The rosette is made from veneer which I glue around a wooden cylinder that has the diameter of the inside of the rosette. The resulting wooden tube is cut to individual rosettes on the table saw. In order to have as little loss as possible, I use a very thin sawblade, the same I use for fret slots as well.
The channel for the the rosette I cut with the router.
After the rosette is installed and the glue is dry it is sanded flush.
Then the top has to be sanded to the desired thickness which is somewhat below 3mm. Depending on how stiff the wood is, it can be a bit more or less.
Finally, the soundhole is cut and the top is ready for bracing.
After resawing the blanks for back, top and sides are about 5mm thick which is ways too much to build a fine instrument.
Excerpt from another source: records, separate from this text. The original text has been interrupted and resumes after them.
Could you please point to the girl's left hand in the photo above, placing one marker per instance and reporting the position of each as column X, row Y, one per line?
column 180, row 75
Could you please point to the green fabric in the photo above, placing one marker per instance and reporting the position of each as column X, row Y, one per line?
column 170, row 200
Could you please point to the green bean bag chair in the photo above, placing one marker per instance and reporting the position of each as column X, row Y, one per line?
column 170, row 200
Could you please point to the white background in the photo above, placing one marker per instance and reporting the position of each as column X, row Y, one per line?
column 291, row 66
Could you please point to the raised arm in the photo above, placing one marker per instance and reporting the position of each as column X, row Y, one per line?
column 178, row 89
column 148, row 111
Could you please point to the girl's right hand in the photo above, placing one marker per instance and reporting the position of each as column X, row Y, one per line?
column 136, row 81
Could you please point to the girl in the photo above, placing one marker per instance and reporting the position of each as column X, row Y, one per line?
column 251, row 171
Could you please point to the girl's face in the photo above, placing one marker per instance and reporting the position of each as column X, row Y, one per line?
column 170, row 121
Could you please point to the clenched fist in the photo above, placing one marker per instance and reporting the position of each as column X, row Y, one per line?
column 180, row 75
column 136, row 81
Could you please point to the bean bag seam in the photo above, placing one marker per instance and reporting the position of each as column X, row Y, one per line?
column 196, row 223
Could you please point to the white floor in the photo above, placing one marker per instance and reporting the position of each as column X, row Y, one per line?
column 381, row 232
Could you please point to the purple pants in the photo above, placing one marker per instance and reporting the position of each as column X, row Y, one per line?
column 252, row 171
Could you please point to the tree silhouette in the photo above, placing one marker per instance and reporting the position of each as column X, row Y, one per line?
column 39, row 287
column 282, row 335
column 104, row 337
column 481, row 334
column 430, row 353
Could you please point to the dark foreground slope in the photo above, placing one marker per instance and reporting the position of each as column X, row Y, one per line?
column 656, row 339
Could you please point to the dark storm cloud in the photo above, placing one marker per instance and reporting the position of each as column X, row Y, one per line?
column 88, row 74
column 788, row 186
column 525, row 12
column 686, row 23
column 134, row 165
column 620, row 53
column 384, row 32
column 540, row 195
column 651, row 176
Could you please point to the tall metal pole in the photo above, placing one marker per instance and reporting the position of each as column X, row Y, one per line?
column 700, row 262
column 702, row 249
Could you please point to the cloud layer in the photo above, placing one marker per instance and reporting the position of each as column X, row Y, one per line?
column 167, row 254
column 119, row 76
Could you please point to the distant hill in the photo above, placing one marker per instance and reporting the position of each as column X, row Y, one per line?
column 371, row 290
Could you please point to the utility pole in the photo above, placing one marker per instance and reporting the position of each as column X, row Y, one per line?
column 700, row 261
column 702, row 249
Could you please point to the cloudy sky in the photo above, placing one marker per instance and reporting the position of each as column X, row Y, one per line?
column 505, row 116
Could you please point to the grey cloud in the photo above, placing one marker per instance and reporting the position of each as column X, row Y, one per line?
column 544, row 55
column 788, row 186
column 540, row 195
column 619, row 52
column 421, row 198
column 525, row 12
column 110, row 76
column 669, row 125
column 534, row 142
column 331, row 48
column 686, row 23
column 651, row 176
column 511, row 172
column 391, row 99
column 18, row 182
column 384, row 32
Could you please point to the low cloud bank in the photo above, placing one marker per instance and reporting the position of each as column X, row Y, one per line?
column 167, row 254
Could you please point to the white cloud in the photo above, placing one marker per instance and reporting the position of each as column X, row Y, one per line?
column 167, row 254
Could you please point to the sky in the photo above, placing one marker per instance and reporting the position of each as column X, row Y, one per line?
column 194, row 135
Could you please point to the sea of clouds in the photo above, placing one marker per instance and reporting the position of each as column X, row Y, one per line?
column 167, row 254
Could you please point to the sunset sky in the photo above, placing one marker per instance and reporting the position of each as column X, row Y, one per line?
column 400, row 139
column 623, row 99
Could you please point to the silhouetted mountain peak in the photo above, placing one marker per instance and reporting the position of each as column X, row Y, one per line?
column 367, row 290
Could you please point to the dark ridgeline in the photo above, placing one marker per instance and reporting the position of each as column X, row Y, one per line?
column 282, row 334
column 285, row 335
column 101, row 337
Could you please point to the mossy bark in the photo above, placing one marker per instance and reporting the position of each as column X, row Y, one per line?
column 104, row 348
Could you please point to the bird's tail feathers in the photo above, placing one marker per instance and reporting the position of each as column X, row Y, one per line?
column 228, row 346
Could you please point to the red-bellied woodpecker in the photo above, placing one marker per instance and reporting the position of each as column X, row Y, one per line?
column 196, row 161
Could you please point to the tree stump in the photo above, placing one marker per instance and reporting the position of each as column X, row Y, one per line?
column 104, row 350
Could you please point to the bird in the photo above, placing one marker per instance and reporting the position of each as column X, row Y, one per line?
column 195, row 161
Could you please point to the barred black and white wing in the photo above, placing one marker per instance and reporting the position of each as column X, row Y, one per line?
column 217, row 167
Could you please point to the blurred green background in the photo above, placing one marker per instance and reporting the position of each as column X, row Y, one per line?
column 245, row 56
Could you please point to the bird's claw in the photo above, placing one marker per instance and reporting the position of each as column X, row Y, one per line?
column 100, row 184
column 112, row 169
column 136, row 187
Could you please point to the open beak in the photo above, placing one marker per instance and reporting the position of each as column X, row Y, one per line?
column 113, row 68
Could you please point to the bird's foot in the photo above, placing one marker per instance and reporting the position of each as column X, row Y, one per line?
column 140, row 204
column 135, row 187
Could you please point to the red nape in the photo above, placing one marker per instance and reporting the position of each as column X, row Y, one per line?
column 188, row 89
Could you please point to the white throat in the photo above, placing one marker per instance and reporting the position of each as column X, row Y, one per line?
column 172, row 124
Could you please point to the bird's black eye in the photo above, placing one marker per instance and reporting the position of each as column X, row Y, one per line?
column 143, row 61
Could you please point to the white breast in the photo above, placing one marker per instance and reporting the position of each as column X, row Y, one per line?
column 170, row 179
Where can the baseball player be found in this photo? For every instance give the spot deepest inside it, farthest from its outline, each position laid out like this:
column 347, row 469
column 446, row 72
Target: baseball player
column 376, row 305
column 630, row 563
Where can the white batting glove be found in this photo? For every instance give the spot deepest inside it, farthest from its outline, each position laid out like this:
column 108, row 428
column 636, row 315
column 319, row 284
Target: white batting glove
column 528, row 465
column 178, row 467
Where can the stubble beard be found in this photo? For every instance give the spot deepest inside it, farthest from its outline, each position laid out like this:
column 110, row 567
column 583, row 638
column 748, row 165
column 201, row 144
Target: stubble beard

To make them thinner I use my shop made thickness sander which is basically a table which is attached to a hinge on one side and lies on a bolt on the other side. On top of the table is a metal cylinder coated with sandpaper which is driven by a motor. The cylinder lies parallel to the table and by turning the bolt the gap between cylinder and table can be varied. No rocket science, a pretty straightforward and simple concept which nevertheless works well and with sufficient precision, once you know how to use it.
Before I made that machine I use handplanes to thin the boards which took me about five times longer…
Depending on the wood and part I sand the boards to 3.7 to 2.5mm. Then I join the two halves of the top and the back and glue them together.